New initiative will recognize colleges committed to Latine student success

Excelencia in Education has unveiled a new initiative aimed at identifying colleges focused on Latine student success and promoting strategies that support Latine student achievement. The Washington, D.C.-based nonprofit will begin awarding its “Seal of Excelencia” in January to colleges that reach certain benchmarks for performance on key indicators, implementation of evidence-based practices, and progress toward leadership standards that ultimately help Latine students excel during their college careers.

Although Excelencia in Education has not yet released exact benchmarks, the organization says it will evaluate colleges across five key metrics: Latine student enrollment; retention; completion; financial support; and representation across campus, from administrative roles to faculty positions.

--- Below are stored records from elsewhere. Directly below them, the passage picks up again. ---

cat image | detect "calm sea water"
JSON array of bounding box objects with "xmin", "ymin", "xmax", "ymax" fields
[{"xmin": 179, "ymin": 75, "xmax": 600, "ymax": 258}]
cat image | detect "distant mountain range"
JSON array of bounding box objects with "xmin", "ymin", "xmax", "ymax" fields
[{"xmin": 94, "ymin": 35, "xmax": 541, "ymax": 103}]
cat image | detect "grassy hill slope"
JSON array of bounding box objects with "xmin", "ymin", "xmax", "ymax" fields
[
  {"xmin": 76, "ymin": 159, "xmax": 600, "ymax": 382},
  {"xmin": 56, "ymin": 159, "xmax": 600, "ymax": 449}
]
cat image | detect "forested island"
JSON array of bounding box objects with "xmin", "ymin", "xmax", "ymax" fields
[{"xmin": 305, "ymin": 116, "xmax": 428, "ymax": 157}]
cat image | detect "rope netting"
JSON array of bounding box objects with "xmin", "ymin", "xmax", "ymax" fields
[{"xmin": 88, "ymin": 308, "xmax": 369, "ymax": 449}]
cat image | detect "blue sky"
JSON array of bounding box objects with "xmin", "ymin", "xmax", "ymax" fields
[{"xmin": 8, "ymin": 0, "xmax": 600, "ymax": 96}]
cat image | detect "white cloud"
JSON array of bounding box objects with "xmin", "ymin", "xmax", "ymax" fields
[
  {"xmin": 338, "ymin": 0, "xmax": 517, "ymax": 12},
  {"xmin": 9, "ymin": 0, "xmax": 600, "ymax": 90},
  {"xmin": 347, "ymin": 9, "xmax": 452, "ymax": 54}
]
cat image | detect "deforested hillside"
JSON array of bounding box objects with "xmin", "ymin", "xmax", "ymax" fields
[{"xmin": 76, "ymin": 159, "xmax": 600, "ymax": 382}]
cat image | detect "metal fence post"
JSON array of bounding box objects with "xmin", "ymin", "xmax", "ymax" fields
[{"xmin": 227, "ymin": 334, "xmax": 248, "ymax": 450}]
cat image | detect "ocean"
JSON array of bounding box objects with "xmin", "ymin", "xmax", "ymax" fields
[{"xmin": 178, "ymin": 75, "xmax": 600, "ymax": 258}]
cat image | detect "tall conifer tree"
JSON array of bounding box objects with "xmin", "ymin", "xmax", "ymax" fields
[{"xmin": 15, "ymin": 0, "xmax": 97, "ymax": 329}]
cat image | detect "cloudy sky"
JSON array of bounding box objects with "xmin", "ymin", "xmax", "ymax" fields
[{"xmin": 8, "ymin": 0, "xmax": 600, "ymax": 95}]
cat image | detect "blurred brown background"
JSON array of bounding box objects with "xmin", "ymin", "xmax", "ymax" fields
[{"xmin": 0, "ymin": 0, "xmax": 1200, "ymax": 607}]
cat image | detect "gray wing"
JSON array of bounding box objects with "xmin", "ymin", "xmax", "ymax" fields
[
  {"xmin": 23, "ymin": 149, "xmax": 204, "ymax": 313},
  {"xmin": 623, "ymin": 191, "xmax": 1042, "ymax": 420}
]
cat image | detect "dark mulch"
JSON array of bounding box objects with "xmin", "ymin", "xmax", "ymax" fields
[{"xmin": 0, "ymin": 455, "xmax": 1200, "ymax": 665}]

Codifying what it means to effectively serve Latine students

Funded by The Bill and Melinda Gates Foundation and the Gilbert and Jacki Cisneros Foundation, the initiative aims to close the gap in Latine student success. Just 23 percent of Latine adults have obtained an associate’s degree or higher, and just 54 percent of Latine students earn bachelor’s degrees within a six year period, compared with 63 percent of white students, according to Inside Higher Ed.

“Colleges and universities need to go beyond enrolling Latino students to serving Latino students,” Deborah Santiago, CEO of Excelencia in Education, said in a statement. She hopes this new designation will help institutions better support Latine students, in part “by codifying what serving Latino students means.”

Excelencia in Education also hopes the Seal of Excelencia will help students and families focus on schools that have “developed a comprehensive and systemic approach to accelerating Latino student success.” Excelencia in Education President Sarita Brown said the initiative “demonstrates the commitment to raise the bar, and measure how effectively institutions serve Latino students through to degree completion. While Latino college-going is improving, change must happen faster to increase the numbers of Latino college graduates.”